Clients and agencies have built fortunes around objectives like these. I’ve helped too.
The thing we sometimes lose track of is that there’s a team sitting in the agency across the road writing a brief of its own to take on the brand you’ve just launched.
So, your very own target consumer will soon be bombarded with a message that makes him/her think, DEF cream will make my skin softer and smoother than ABC cream will.
So, six months later, sales plateau; the agency huddles around a conference room table once again to develop the next commercial, to take on DEF cream. And so on and so forth.
How do you keep the pendulum from swinging?
To arrest the pendulum, to lock it into place, you have to get your target consumer to subscribe not to your brand’s benefit, but its philosophy as a whole. An idea that greater thinkers than I have put out long ago.
Tata Tea talks about awakening, not tea. Idea talks about the power of a mobile phone, not its great plans or awesome coverage. Surf talks about values, not stain removal. They’re all selling beliefs. Philosophies. Bestselling philosophies, too.
That’s where the “heretical” idea I had comes in to play.
You can’t get a consumer to believe in your philosophy through a TV commercial, or a print ad. You can only make a consumer aware of your philosophy.

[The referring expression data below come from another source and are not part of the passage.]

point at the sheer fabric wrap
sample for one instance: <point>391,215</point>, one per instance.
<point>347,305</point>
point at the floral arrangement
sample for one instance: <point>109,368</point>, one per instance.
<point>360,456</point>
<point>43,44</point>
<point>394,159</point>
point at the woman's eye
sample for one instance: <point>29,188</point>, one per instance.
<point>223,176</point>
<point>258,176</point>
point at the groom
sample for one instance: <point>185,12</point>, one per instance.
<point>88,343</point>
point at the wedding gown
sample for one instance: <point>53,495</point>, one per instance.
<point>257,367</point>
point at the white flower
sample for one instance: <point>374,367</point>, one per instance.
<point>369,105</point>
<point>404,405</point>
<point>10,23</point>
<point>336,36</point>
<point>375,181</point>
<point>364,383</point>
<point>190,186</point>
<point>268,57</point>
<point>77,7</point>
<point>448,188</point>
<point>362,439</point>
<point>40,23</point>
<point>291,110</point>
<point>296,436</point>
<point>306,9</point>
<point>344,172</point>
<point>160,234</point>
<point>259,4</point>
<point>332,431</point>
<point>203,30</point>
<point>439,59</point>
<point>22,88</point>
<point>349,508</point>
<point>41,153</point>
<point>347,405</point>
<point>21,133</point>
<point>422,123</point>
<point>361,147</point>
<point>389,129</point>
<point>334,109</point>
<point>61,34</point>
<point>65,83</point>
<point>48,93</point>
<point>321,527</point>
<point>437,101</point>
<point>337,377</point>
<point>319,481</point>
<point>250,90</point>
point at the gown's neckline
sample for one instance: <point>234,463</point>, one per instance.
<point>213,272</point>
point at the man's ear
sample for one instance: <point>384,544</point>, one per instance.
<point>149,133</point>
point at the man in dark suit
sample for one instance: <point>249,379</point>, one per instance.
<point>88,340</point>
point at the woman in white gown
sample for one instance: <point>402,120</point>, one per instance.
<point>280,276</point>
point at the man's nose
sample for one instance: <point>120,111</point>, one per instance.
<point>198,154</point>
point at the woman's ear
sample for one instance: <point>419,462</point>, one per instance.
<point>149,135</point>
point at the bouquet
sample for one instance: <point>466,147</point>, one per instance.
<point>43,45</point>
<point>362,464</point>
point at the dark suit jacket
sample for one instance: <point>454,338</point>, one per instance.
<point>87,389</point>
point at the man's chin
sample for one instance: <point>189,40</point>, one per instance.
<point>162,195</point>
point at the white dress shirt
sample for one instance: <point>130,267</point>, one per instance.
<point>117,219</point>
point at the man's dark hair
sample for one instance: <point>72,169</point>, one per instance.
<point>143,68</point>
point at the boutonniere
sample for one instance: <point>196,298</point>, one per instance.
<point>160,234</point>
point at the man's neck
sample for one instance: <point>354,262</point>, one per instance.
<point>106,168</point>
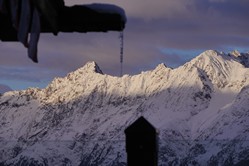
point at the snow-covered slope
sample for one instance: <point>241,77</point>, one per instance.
<point>200,109</point>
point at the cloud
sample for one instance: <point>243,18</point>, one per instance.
<point>4,88</point>
<point>180,25</point>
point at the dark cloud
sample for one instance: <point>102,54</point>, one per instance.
<point>4,88</point>
<point>152,26</point>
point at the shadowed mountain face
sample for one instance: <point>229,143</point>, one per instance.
<point>200,110</point>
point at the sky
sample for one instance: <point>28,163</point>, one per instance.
<point>159,31</point>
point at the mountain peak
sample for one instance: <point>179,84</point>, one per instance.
<point>91,67</point>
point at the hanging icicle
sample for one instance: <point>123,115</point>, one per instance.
<point>121,37</point>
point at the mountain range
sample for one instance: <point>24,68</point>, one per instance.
<point>200,109</point>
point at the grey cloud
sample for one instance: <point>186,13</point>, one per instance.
<point>4,88</point>
<point>179,24</point>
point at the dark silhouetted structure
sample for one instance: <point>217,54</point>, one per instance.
<point>24,20</point>
<point>141,144</point>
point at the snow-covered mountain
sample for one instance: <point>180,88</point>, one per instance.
<point>200,109</point>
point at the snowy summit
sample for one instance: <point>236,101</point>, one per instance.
<point>200,110</point>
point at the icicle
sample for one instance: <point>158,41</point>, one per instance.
<point>121,37</point>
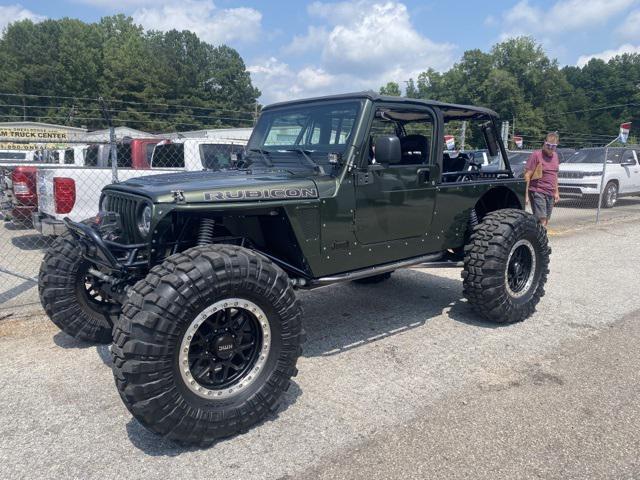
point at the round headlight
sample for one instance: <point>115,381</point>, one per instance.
<point>144,221</point>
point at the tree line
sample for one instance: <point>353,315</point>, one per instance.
<point>154,81</point>
<point>523,85</point>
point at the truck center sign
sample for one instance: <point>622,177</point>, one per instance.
<point>37,137</point>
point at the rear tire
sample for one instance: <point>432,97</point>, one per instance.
<point>183,327</point>
<point>68,297</point>
<point>506,265</point>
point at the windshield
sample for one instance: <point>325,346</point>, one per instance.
<point>288,135</point>
<point>594,156</point>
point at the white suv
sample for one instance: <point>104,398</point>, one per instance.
<point>581,175</point>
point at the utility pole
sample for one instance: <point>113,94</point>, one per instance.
<point>505,132</point>
<point>112,141</point>
<point>463,134</point>
<point>255,114</point>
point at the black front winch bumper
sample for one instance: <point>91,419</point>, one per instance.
<point>117,257</point>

To get them to believe, you must communicate your philosophy using the most engaging medium you can find. A medium which is not a medium at all. A medium consumers don’t think of as an advertising medium.
For example: I could commission an author to write a book. A bestseller that spins a yarn around my brand’s philosophy. Maybe mentions the brand in passing. All in all, it’s a great read by a brand-name author. Release the book. Promote it. Sell it cheap. Hold events with the author – book readings, autograph-signings, etc. Distribute a free e-book version. If you love the book, chances are you’ll resonate with the brand when you see its next ad.
Another example: take 2010’s biggest viral hit yet – Pants on the Ground, by General Larry Platt. With one smash-hit video, Platt has heaped scorn upon the ‘cool’, low-waist, boxer-showing jeans American youth wear. Isn’t that a great philosophy for a clothing brand to piggy-back upon? Imagine if a denim brand were to say that there’s nothing cooler and more timeless than a superbly fitted pair of jeans. It would simply captivate the millions of people – myself included – who hate low-waist jeans. And it’s not advertising, just some much-loved content a brand would adopt.
A third: Diesel’s new Be Stupid campaign. It’s launched with a series of headlines that espouse the philosophy. Why not shoot a series of videos recreating the moments when great inventors and thinkers had their ideas? Why not put out an online guide to thinking bigger by being stupid? (Very mildly branded, of course.) If such content were inspiring enough, the brand’s philosophy would resonate far more strongly with more potential consumers. (If anyone from Diesel is reading this and wants me to execute these ideas, call me. I give best price, la!)
By the nature of the medium, digital plays a crucial role here. It offers a range of media choices – social media, viral films, gaming, blogs, web shows, web comics, e-books, what have you. And it’s easy to generate conversation using digital. One powerful blog post or video can start a debate. Use that power. Get feedback. Get hated, get loved, get death threats. Respond positively. Argue. Fight. Widen the debate. It shows you’ve engaged. Sell not your product. Sell your beliefs.
And this can be the role of digital – to quietly embed a brand’s philosophy among its intended consumers.
Now we just have to think big enough to make it happen.